The Watcher

She wondered what brought him to that same spot every evening.

During the course of earning her master’s degree, a woman found it necessary to commute several times a week from Victory, Vermont to the state university in Burlington, a good hundred miles away. Coming home late at night, she would see an old man sitting by the side of her road.

He was always there, in subzero temperatures, in stormy weather, no matter how late she returned. He made no acknowledgment of her passing. Sometimes the snow settled on his cap and shoulders as if he were merely another gnarled old tree.

She often wondered what brought him to that same spot every evening – what stubborn habit, private grief or mental disorder. I wonder if she didn’t sometimes begin to doubt her senses, or believe in ghosts.

Finally, she asked a neighbor of hers, “Have you ever seen an old man who sits by the road late at night?”

“Oh, yes,” said her neighbor, “many times.”

“Is he ... a little out of it upstairs? Does he ever go home?”

“He’s no more out of it than you or me,” her neighbor laughed. “And he goes home right after you do. You see, he doesn’t like the idea of you driving by yourself out late all alone on these back roads, so every night he walks out to wait for you. When he sees your taillights disappear around the bend, and he knows you’re okay, he goes home to bed.”

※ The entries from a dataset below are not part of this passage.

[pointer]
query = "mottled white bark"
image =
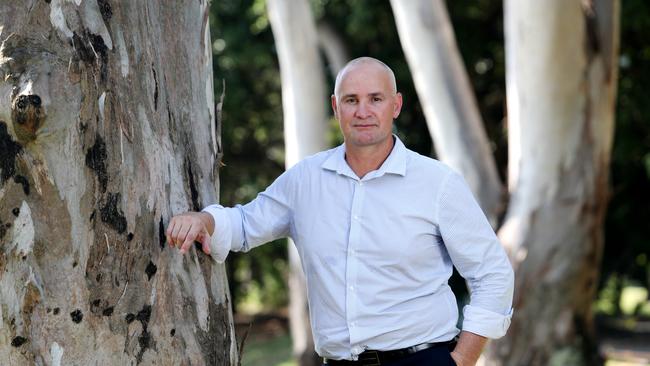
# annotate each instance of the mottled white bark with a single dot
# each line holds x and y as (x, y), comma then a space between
(561, 85)
(106, 130)
(447, 99)
(305, 132)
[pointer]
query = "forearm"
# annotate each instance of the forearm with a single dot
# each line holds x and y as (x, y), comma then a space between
(468, 349)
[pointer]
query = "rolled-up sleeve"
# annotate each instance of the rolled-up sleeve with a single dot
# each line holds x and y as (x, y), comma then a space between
(479, 257)
(266, 218)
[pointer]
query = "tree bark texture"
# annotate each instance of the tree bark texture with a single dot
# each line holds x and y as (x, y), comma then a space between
(333, 47)
(447, 99)
(561, 88)
(305, 133)
(106, 130)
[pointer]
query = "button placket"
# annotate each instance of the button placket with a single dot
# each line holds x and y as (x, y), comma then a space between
(353, 263)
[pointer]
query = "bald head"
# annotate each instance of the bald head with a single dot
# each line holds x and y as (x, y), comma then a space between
(362, 61)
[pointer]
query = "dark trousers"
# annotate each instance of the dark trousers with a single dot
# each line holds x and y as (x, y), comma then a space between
(436, 356)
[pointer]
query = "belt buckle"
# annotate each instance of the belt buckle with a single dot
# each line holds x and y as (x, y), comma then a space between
(370, 358)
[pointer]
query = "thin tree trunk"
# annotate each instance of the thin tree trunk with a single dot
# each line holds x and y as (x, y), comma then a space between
(561, 85)
(106, 130)
(333, 46)
(446, 96)
(305, 132)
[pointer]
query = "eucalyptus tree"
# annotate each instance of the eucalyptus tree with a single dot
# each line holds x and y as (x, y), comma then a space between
(107, 128)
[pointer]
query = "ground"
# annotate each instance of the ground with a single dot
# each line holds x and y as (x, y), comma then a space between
(268, 342)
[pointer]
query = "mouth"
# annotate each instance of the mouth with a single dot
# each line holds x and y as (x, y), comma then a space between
(364, 125)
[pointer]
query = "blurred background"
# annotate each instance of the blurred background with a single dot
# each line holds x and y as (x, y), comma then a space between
(246, 59)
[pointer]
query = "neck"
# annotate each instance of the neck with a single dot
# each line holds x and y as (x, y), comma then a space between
(364, 159)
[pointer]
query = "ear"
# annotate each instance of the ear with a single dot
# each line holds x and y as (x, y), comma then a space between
(334, 106)
(397, 108)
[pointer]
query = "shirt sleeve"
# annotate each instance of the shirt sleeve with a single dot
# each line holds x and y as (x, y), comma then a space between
(479, 257)
(266, 218)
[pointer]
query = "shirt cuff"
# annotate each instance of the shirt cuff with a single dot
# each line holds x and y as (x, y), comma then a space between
(485, 323)
(221, 240)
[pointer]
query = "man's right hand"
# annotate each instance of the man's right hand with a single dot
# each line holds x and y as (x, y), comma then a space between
(188, 227)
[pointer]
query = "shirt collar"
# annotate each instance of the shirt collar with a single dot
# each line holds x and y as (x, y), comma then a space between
(395, 163)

In his despair and confusion Job wondered about the undesired attention he was getting from a God he was no longer certain about. “What is man that you make so much of him, that you give him so much attention, that you examine him every morning and test him every moment? Will you never look away from me, or let me alone for an instant … O watcher of men” (Job 7:17-20)?

Be certain of this. God makes much of you, gives you attention, and will never leave you alone not because he’s some strange stalker or maniacal madman. He’s The Watcher. He makes sure you’re okay.

PRAYER: Dear God, what I can’t see you do. What I don’t understand you can. When I view your presence in my life as a strange interruption give me the faith to believe that whatever you do is for my benefit. Give me the courage to follow you into the darkest of nights or the longest of journeys or the mightiest of troubles, because you are there with me. Watching me. Amen.